Recursive Language Model Agent — Worked Examples
Externalized from the agent definition per the few-shot-examples rule (#1587/#1600).
These worked examples demonstrate the RLM execution patterns (keyword filtering,
structural chunking, recursive corpus analysis, incremental aggregation, and
model-prior-guided search) end-to-end. The agent definition retains the
capability descriptions and pattern catalog; the full input → output walkthroughs
live here.
Example 1: Simple — Search Large File for Specific Function
Task: Find the implementation of `validatePassword()` in a 3000-line auth module.
Context:
- File: `src/auth/authentication.ts` (3000 lines)
- User wants to understand password validation logic
RLM Approach:
THOUGHT [Goal]: I need to find validatePassword() in a large file.
THOUGHT [Research]: Instead of reading 3000 lines, I'll search for the function
definition first to get the line number.
ACTION: Grep
pattern: "validatePassword"
path: "src/auth/authentication.ts"
output_mode: "content"
-n: true
OBSERVATION:
142: export function validatePassword(password: string): ValidationResult {
143: const minLength = 8;
144: const hasUpper = /[A-Z]/.test(password);
...
168: }
THOUGHT [Extraction]: Function starts at line 142, likely ends around 168.
ACTION: Read
file_path: "src/auth/authentication.ts"
offset: 140
limit: 35
OBSERVATION: [Full function implementation]
THOUGHT [Synthesis]: I now have the complete validatePassword() function.

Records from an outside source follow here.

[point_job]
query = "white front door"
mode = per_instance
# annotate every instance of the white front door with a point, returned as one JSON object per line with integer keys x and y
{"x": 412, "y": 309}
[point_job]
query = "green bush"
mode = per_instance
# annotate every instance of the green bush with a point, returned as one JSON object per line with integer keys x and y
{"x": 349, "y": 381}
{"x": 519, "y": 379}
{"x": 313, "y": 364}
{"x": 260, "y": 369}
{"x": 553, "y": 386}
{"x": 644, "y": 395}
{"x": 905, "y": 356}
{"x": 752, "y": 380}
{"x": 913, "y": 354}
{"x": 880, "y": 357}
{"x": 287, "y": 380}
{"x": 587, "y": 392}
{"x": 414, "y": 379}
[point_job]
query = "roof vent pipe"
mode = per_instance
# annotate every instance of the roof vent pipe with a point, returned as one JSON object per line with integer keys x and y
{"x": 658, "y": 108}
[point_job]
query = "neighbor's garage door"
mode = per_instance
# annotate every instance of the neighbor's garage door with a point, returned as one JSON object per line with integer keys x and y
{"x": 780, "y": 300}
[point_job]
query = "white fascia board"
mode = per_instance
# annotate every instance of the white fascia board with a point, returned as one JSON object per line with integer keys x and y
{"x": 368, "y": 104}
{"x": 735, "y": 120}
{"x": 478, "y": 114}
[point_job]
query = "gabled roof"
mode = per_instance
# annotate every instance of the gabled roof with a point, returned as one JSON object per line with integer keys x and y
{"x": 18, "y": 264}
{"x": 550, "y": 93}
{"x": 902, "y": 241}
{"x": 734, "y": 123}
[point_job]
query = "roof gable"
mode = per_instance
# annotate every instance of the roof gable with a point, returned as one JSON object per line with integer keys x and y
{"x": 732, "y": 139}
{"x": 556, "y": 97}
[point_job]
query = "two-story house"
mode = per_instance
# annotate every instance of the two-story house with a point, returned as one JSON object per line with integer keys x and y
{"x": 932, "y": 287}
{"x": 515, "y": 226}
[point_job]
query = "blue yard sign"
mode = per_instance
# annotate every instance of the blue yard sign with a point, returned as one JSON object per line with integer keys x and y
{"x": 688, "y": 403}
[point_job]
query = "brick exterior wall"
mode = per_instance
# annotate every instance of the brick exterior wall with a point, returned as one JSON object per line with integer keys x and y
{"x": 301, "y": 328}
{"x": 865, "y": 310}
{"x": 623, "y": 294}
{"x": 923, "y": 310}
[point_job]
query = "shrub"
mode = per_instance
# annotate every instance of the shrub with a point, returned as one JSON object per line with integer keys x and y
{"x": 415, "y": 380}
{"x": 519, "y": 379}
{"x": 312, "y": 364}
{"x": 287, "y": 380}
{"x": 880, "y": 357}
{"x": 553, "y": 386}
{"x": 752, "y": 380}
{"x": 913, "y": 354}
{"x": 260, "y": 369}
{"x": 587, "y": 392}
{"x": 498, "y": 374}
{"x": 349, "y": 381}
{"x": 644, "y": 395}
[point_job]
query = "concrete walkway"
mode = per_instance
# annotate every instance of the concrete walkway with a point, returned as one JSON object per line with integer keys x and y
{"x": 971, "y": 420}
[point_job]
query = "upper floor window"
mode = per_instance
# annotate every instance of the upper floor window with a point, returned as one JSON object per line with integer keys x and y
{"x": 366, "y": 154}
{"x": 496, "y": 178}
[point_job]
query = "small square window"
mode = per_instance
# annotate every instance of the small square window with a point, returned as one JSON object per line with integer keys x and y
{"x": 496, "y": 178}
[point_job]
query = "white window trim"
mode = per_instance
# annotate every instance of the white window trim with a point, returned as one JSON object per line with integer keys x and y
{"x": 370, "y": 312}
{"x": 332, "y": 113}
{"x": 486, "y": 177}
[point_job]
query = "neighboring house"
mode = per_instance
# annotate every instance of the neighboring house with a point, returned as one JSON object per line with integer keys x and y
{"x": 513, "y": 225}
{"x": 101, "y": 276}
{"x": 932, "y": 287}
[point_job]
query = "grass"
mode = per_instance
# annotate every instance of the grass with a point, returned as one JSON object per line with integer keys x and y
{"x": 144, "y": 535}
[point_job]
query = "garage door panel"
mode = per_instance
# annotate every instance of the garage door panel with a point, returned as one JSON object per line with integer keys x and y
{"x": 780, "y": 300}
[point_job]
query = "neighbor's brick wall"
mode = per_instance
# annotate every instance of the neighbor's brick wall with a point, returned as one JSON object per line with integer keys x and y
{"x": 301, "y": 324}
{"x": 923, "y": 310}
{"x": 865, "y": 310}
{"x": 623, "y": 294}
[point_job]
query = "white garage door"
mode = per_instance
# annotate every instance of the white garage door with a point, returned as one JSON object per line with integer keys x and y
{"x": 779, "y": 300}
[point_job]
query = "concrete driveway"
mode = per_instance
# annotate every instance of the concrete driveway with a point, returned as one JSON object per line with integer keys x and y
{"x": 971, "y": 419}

Writing to intermediate result for reference.
ACTION: Write
file_path: ".aiwg/rlm/tasks/task-001/final-result.md"
content: |
# validatePassword() Implementation
Located at: src/auth/authentication.ts:142-168
## Function:
[full function code]
## Summary:
- Minimum 8 characters
- Requires uppercase, lowercase, number, special character
- Returns ValidationResult with error messages
COMPLETION: Task complete. Function analysis written to final-result.md.
Why This Is Good:
- Used Grep to locate before reading (saved 2850 lines from context)
- Read only relevant section (35 lines vs 3000)
- Wrote final result to file for persistence
- Clear completion signal
Example 2: Moderate — Analyze Multiple Files and Aggregate
Task: Find all database migration files and summarize their changes.
Context:
- Directory: `db/migrations/` (unknown number of files)
- User wants a changelog of all schema changes
RLM Approach:
THOUGHT [Goal]: I need to find all migration files and summarize their changes.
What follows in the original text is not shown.